Magnifiquement sombre
Certains sont seul sur Mars, d'autres le sont dans les Alpes. Un propos similaire, la survie en milieu hostile. de l'espérance en l'homme dans le premier, un profond désespoir pour le second.
Le paradoxe de Fermi, c'est :
1. le titre du célèbre paradoxe dont tout amateur de SF s'est posé au moins une fois la question : si la vie extraterrestre est potentiellement si abondante, pourquoi les petits hommes verts n'ont-ils pas encore frappé à notre porte ?
2. Un roman qui s'ouvre sur une citation du poème Ballade des pendus de
François Villon, mis en musique cinq siècle plus tard par plusieurs chanteurs, dont
Léo Ferré :
Frères humains, qui après nous vivez,
N'ayez les coeurs contre nous endurcis…
3. Une bulle financière qui fait PLOP !
Difficile à priori de faire un rapprochement entre ces trois items, mais l'auteur y arrive admirablement bien.
Voici le journal (donc ne vous attendez pas à de la grande prose littéraire) de Robert Poinsot, 42 ans (un indice), un ex universitaire spécialiste de la dynamique des populations animales appliquée à la lutte contre certaines parasitoses.
Donc Robert, planté seul au sommet d'une montagne des Alpes avec son crayon et son cahier d'écolier pour nous conter l'enchainement des événements. Les chapitres courts alternent entre son vécu de survivant, son passé et son point de vue sur l'histoire et la société. Assez tôt, le narrateur nous dit qu'il est un fugitif. de quoi, de qui ? Il faudra patienter pour le savoir.
Sur un ton légèrement sarcastique, ce journal est celui d'un homme et de sa compréhension des évènements, parcellaires. Suite à l'effondrement de la société, difficile de rester informer, nous avons donc une vision intimiste de ce chaos.
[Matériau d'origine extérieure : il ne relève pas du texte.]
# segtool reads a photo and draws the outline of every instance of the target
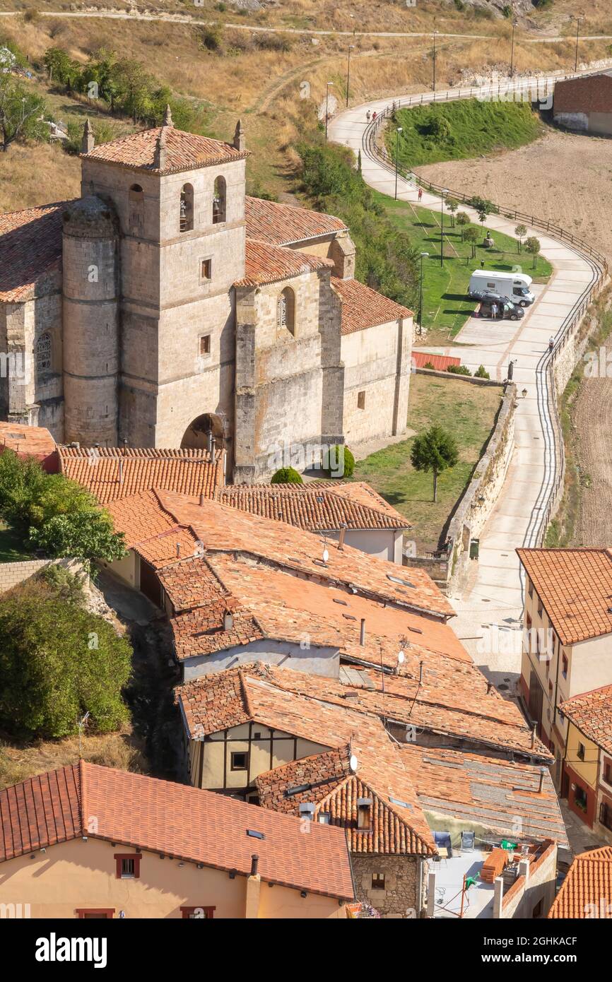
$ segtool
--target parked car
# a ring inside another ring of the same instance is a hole
[[[499,298],[499,300],[489,299],[488,297],[480,301],[480,317],[492,317],[492,305],[497,304],[497,319],[498,320],[521,320],[525,317],[525,310],[519,303],[513,303],[509,300],[507,297]],[[501,317],[499,316],[501,310]]]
J'ai aimé le coup d'envoi des émeutes américaines :
Si ma mémoire est fidèle, ce sont les retraités qui sont, parmi les premiers, devenus enragés à la suite du Krach. La faillite de nombreux organismes liés aux fonds de pension jetait dans la misère absolue, ou relative, mais du jour au lendemain, des millions de sexagénaires aisés. Ce sont eux qui ont donné le signal de la violence, avec toute la force symbolique et morale que porte l'âge. Les papis et les mamies ont pris les fusils… Ils ont foncé dans les vitrines avec leurs grosses voitures… Quel spectacle ! Quel choc !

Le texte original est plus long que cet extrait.